Cette nuance apportée, j’insiste sur le fait que je ne cherche pas ici à dédouaner Microsoft de responsabilités évidentes, mais simplement à distinguer ce qui est avéré de ce qui est possible. Tout en rappelant aussi que, en Chine par exemple, Firefox a lui aussi collaboré (CNNIC accepté par Mozilla comme autorité de certification)
[Mis à part, à ma connaissance, Google Chrome utilise les certificats de Windows, donc les mêmes que ceux qu’utilisent IE, mais ceci n’est bien sût pas une critique vis-à-vis de Google qi, sur ce coup tout au moins, ne peut être accusé de collaboration].
Je demeure convaincu que la police du net avait plus d’un tour dans son sac pour pirater à large échelle les comptes des internautes tunisiens (autre que la « vieille » méthode consistant à engager à la prestation des hackers étrangers). Je doute que des cyberactivistes n’utilisant pas IE ou Google Chrome et habitués à devoir faire preuve de vigilance (LBN, Sofiene Chourabi, etc.) ont vu leurs comptes hackés parce qu’ils auraient simplement validé à la va-vite ces alertes.
De façon plus évidente encore, pour ce qui est de Facebook, il ne faut pas oublier non plus que nombre d’internautes tunisiens se connectaient à Facebook sans passer par le https (et donc, ici, les opérations de phishing qui ont eu lieu n’ont pas de lien avec les certifications et donc avec Microsoft). L’intervention très médiatisée des responsables sécurité de Facebook pour imposer le https est venue assez tardivement.

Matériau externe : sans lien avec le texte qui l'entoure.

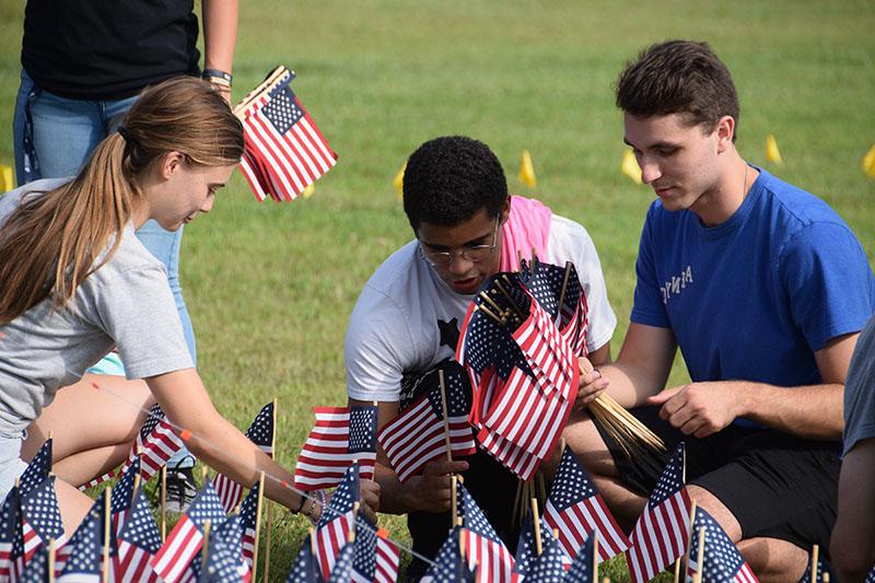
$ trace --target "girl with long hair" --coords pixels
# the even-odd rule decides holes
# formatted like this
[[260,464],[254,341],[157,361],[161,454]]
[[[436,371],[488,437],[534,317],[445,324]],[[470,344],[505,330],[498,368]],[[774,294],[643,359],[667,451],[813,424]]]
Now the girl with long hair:
[[[124,459],[156,400],[190,432],[199,459],[243,485],[264,470],[269,498],[318,515],[283,485],[292,476],[217,412],[164,268],[135,236],[149,219],[173,231],[209,212],[242,154],[241,123],[223,97],[177,78],[144,91],[72,180],[0,198],[0,497],[54,431],[72,532],[92,503],[74,486]],[[114,347],[128,377],[142,381],[83,376]],[[377,487],[362,483],[372,514]]]

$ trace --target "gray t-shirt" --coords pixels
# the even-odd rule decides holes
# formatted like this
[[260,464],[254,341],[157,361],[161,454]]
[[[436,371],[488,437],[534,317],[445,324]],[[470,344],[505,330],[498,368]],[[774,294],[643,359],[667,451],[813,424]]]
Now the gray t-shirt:
[[845,455],[856,442],[875,438],[875,316],[856,339],[856,348],[844,381]]
[[[67,179],[37,180],[0,197],[0,224],[23,196],[40,196]],[[132,223],[115,255],[65,307],[52,310],[46,299],[0,326],[0,434],[20,433],[58,388],[79,381],[113,347],[128,378],[194,366],[164,266],[139,242]]]

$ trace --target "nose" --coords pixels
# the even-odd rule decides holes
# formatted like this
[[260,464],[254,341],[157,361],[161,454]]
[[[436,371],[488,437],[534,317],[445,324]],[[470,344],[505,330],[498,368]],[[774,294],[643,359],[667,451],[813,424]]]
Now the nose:
[[641,182],[644,184],[651,184],[663,175],[660,165],[645,156],[639,158],[638,165],[641,166]]

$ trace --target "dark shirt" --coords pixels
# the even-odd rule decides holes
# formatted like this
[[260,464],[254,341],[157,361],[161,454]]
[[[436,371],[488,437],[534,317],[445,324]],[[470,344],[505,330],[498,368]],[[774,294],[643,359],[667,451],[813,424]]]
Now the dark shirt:
[[120,100],[198,74],[192,0],[28,0],[21,62],[62,97]]

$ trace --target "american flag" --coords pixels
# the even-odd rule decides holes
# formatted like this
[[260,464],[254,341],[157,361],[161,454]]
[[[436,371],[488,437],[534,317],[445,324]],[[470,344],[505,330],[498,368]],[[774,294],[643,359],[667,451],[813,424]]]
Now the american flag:
[[462,557],[459,535],[462,528],[456,526],[450,532],[434,563],[425,572],[420,583],[469,583],[474,581],[474,571],[468,569]]
[[13,557],[14,547],[21,549],[18,556],[21,557],[24,551],[21,532],[21,494],[19,494],[19,489],[13,486],[0,508],[0,581],[8,581],[11,576],[10,571],[15,558]]
[[55,539],[56,549],[63,547],[67,537],[55,493],[54,476],[43,479],[22,497],[21,510],[25,563],[31,560],[39,545],[48,544],[50,538]]
[[337,163],[313,118],[289,86],[285,71],[243,113],[245,152],[241,171],[259,200],[292,200]]
[[598,533],[602,541],[598,546],[599,561],[610,559],[629,547],[629,539],[571,447],[562,452],[544,508],[544,520],[550,528],[559,530],[559,541],[569,557],[578,556],[593,532]]
[[161,533],[155,524],[152,508],[137,490],[128,517],[118,533],[118,559],[116,579],[121,583],[150,583],[156,576],[149,564],[161,548]]
[[[63,567],[60,568],[58,583],[98,583],[101,581],[101,563],[103,553],[104,523],[106,498],[100,497],[89,510],[85,518],[63,546],[66,550]],[[109,537],[113,540],[113,537]],[[110,543],[112,545],[112,543]],[[58,553],[60,556],[60,552]],[[110,560],[113,552],[110,550]],[[60,557],[58,562],[61,562]],[[107,565],[108,568],[108,565]]]
[[[756,583],[759,580],[742,558],[732,539],[704,509],[696,509],[692,521],[692,543],[688,553],[688,574],[699,571],[699,529],[704,528],[702,581],[704,583]],[[808,573],[808,583],[812,578]]]
[[465,556],[468,567],[477,565],[478,583],[510,583],[513,578],[513,557],[483,512],[463,486],[459,501],[465,516]]
[[328,583],[349,583],[352,579],[352,562],[355,558],[355,544],[347,543],[340,552],[337,553],[337,561],[331,569],[331,576],[328,578]]
[[371,524],[364,516],[359,517],[355,528],[355,552],[352,561],[353,583],[395,583],[398,580],[400,552],[388,534]]
[[626,553],[632,583],[643,583],[684,555],[690,534],[690,497],[678,444],[635,523]]
[[[236,523],[236,526],[234,524]],[[241,572],[240,521],[234,517],[225,521],[219,528],[210,532],[207,550],[207,564],[200,572],[198,583],[223,583],[244,581]],[[246,569],[248,573],[248,569]]]
[[[458,366],[446,368],[443,372],[452,454],[471,455],[477,452],[477,446],[468,423],[471,408],[470,396],[465,386],[468,380]],[[402,482],[421,473],[428,463],[446,456],[444,413],[438,377],[435,371],[423,378],[423,382],[431,385],[428,392],[377,431],[376,439]]]
[[[705,549],[707,550],[707,549]],[[812,583],[812,555],[808,555],[808,563],[805,567],[805,573],[803,573],[802,579],[800,579],[800,583]],[[824,573],[829,573],[830,581],[838,581],[836,578],[836,572],[832,570],[832,565],[829,561],[824,559],[824,556],[818,553],[817,555],[817,575],[815,576],[815,583],[822,583],[826,581],[824,578]],[[866,583],[875,583],[875,569],[866,578]]]
[[51,441],[50,439],[46,440],[31,463],[27,464],[21,478],[19,478],[19,492],[21,492],[21,495],[27,495],[27,492],[48,478],[51,471]]
[[350,530],[355,528],[355,503],[359,502],[359,465],[352,464],[335,490],[331,501],[322,511],[316,526],[316,557],[324,578],[334,569],[337,556]]
[[376,407],[316,407],[316,425],[298,456],[294,487],[318,490],[337,486],[353,460],[362,479],[374,476]]
[[152,569],[164,580],[176,581],[203,544],[203,523],[210,521],[218,528],[224,520],[222,501],[208,481],[150,561]]
[[[546,549],[553,543],[553,535],[550,533],[549,527],[547,527],[544,523],[544,518],[540,520],[540,540],[542,549]],[[564,569],[568,569],[568,567],[571,565],[571,557],[569,557],[564,550],[561,550],[561,547],[559,547],[559,552],[561,553],[561,563],[564,565]],[[537,560],[538,552],[537,540],[535,537],[535,517],[533,512],[529,510],[528,514],[526,515],[526,520],[523,523],[523,528],[520,530],[520,540],[516,544],[516,555],[514,556],[513,560],[514,581],[522,581],[524,576],[530,576],[529,572]],[[535,581],[539,580],[536,579]]]
[[258,539],[258,497],[260,491],[260,483],[255,482],[249,493],[243,499],[243,504],[240,506],[241,527],[243,528],[241,547],[243,549],[243,559],[246,561],[250,571],[253,568],[253,558],[255,557],[255,541]]
[[[571,569],[565,573],[565,581],[569,583],[598,583],[593,579],[593,551],[595,547],[595,537],[591,536],[586,543],[578,551],[578,556],[571,563]],[[599,545],[600,548],[600,545]]]
[[319,573],[316,556],[313,555],[312,541],[312,536],[304,539],[285,583],[323,583],[325,581]]
[[116,487],[113,488],[110,494],[112,509],[110,522],[113,524],[113,532],[118,534],[121,530],[121,525],[128,517],[131,504],[133,503],[133,482],[137,481],[137,475],[140,473],[140,456],[135,456],[133,463],[128,466],[125,475],[118,480]]
[[[273,457],[273,403],[268,403],[246,430],[246,436],[270,457]],[[212,481],[222,506],[231,513],[237,508],[243,498],[243,486],[235,482],[224,474],[217,474]]]

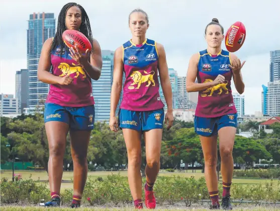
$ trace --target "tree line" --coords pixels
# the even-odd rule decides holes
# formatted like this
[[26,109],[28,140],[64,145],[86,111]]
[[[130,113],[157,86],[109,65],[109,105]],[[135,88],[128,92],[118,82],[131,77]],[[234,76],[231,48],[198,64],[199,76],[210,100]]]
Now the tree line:
[[[258,124],[248,122],[239,125],[239,128],[242,130],[251,131],[253,137],[248,138],[237,134],[233,151],[235,163],[252,166],[253,162],[258,162],[259,159],[272,159],[272,163],[280,163],[280,124],[271,125],[273,133],[269,134],[263,131],[259,132]],[[20,160],[32,161],[48,171],[49,149],[42,115],[22,115],[14,119],[2,117],[1,142],[2,163],[10,160],[14,154]],[[6,147],[8,144],[10,148]],[[143,140],[142,145],[144,170],[146,162]],[[87,160],[89,170],[94,169],[96,163],[106,169],[123,167],[122,164],[127,163],[127,154],[122,130],[114,133],[105,122],[95,123]],[[193,122],[175,120],[170,130],[163,129],[160,160],[161,168],[165,169],[178,168],[181,160],[186,166],[188,164],[194,166],[196,161],[203,165],[202,149]],[[69,135],[63,160],[65,170],[68,163],[72,165]]]

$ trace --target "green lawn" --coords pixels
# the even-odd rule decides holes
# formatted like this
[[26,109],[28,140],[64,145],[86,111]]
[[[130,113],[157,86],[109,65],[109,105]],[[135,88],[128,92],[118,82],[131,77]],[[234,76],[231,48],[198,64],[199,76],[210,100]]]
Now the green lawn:
[[[180,207],[182,207],[180,206]],[[186,208],[180,208],[178,207],[174,207],[173,208],[168,208],[168,209],[164,208],[164,209],[161,209],[158,208],[156,208],[156,210],[176,210],[178,211],[182,211],[185,210]],[[202,210],[209,210],[209,209],[208,208],[196,208],[196,210],[198,211],[202,211]],[[73,209],[70,208],[62,208],[59,207],[56,208],[47,208],[45,207],[39,207],[38,206],[26,206],[26,207],[20,207],[20,206],[3,206],[1,207],[1,210],[15,210],[15,211],[35,211],[35,210],[65,210],[65,211],[70,211],[73,210]],[[120,207],[118,208],[99,208],[99,207],[81,207],[79,208],[79,210],[83,210],[83,211],[89,211],[89,210],[97,210],[97,211],[108,211],[108,210],[126,210],[126,211],[133,211],[135,209],[132,207]],[[148,210],[150,209],[143,209],[143,210]],[[279,210],[277,207],[269,207],[269,206],[238,206],[238,207],[234,207],[235,210],[238,210],[238,211],[243,211],[243,210],[258,210],[258,211],[262,211],[262,210],[267,210],[267,211],[276,211]]]
[[[104,177],[112,173],[120,173],[121,176],[127,176],[127,171],[94,171],[89,172],[88,176],[89,177],[97,178],[98,177]],[[22,175],[23,178],[28,179],[31,175],[31,178],[34,180],[39,179],[41,181],[48,180],[48,174],[47,172],[45,171],[17,171],[15,172],[16,174],[20,174]],[[1,171],[1,178],[7,177],[9,180],[12,180],[12,171]],[[167,172],[161,171],[159,172],[159,176],[172,176],[173,175],[180,175],[182,176],[190,177],[194,175],[196,179],[198,179],[204,176],[204,174],[201,173],[201,170],[196,170],[196,172],[193,173],[192,170],[189,170],[188,172]],[[64,182],[62,182],[61,184],[61,189],[72,188],[73,184],[71,180],[73,179],[73,172],[64,171],[62,177],[62,180],[65,180]],[[221,181],[221,179],[220,179]],[[233,183],[242,183],[242,184],[258,184],[261,183],[264,184],[266,181],[269,180],[265,179],[238,179],[233,178],[232,181]],[[277,182],[277,179],[273,180],[273,183],[275,184]]]

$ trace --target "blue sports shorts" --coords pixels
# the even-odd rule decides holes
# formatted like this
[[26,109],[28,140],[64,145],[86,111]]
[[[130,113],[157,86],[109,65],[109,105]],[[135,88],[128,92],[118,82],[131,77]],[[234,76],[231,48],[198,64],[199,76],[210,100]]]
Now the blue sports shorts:
[[69,125],[73,130],[90,130],[95,123],[95,106],[68,107],[51,103],[45,103],[45,123],[58,121]]
[[163,128],[164,111],[163,109],[147,112],[134,112],[120,109],[119,111],[119,127],[148,131]]
[[230,114],[215,118],[195,117],[195,131],[203,136],[218,134],[225,127],[237,128],[237,114]]

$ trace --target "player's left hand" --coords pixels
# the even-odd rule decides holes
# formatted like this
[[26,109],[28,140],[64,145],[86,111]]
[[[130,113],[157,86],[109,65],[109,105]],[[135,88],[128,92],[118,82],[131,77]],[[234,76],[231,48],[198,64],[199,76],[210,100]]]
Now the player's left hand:
[[165,114],[165,117],[164,118],[164,124],[167,125],[167,121],[168,123],[167,125],[167,131],[169,131],[172,127],[172,125],[173,125],[173,117],[172,111],[167,111],[167,112],[166,112],[166,114]]
[[88,55],[89,52],[88,49],[86,49],[85,54],[82,54],[79,49],[75,46],[75,49],[71,47],[69,48],[70,53],[69,54],[71,58],[73,60],[78,62],[82,66],[84,66],[84,65],[88,62]]
[[234,74],[235,75],[238,75],[240,73],[241,68],[245,64],[245,62],[246,62],[246,61],[243,61],[241,64],[241,62],[239,59],[235,58],[231,61],[231,64],[232,65],[232,66],[231,66],[230,64],[229,64],[229,66],[232,70],[233,74]]

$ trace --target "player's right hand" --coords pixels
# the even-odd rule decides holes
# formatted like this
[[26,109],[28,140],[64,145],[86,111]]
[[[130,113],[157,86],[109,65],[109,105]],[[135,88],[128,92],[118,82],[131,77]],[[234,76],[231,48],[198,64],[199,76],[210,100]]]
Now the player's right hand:
[[58,83],[60,85],[69,85],[73,82],[73,78],[69,75],[66,75],[64,77],[59,77]]
[[109,126],[110,126],[110,129],[111,131],[116,133],[118,132],[118,121],[117,120],[117,118],[116,117],[110,117]]
[[217,78],[212,82],[213,85],[215,86],[220,83],[223,83],[225,81],[225,77],[222,75],[218,75]]

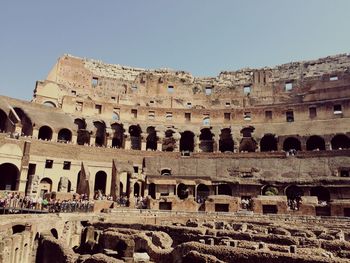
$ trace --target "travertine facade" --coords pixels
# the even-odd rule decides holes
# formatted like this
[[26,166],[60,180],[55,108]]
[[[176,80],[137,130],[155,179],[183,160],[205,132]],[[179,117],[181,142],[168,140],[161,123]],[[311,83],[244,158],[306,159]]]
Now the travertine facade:
[[350,215],[347,54],[212,78],[65,55],[31,103],[1,97],[0,108],[0,190]]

Merci à nouveau pour cette précieuse enquête (heureusement que des personnes comme vous prennent la peine de s’attarder sur ce type de problème) qui, je l’espère, conduira à davantage encore d’éclaircissements à l’avenir.
Cela prouve en effet que Microsoft a donné un blanc-seing au gouvernement tunisien pour certifier les sites tunisiens à sa guise
Non, non, pas que Tunisiens, ils étaient en mesure de faire de faux certificats pour de faux Facebook ou de faux Gmail aussi ;-) Et là, c’est pas vraiment ordinaire de laisse faire ça :D
Sinon, si votre point consiste à dire qu’il y a eu plein d’autres techniques utilisées et plein d’autres technologies au service de Ben Ali, oui, c’est certain, on en a chopé pas mal d’autres d’ailleurs, mais dans cet article on s’attarde sur le rôle joué par Microsoft.
Quand au formations, elles concernent les agents en charge de la cyber sécurité du ministère de l’intérieur. Vous m’avez l’air de connaitre un peu la Tunisie, ça devrait vous suffire, non ?
On est en 2006, vous formez les cyber flics du ministère de l’intérieur en Tunisie… soit vous êtes complètement con, soit vous savez très bien ce que vous faites et quelles en seront les conséquences…
Oops, désolé, je voulais bien sûr écrire « certains d’entre eux ».
Argh, j’ai eu un problème lors de l’envoi de ma réponse (je n’avais pas mentionné mon nom et ps moyen de revenir en arrière pour récupérer le commentaire), dont je ne retrouve plus la trace :-(
Pas le courage de la réécrire dans les détails, mais disons que je suis d’accord avec vous sur le fond, que je partage vos soupçons, mais que je persiste à penser qu’on a besoin de plus d’infos sur le type de criminalité contre laquelle Microsoft formait des « experts » tunisiens. Si on a la preuve qu’il s’agissait aussi explicitement, en toute connaissance de cause, de les aider à mieux étouffer les voix alternatives, alors c’est ici selon moi que se situerait le plus grand scandale (car il s’agirait bien plus encore qu’un blanc seing). Si on obtientdes révélations concrètes sur la taille, la composition et l’organisation des effectifs de la cyberpolice tunisienne (les responsables de l’ATI ne cessant de répéter qu’ils n’étaient pas en contact avec celle-ci, qui utilisaient néanmoins ses machines), alors peut-être y verra-t-on un peu plus clair à ce sujet.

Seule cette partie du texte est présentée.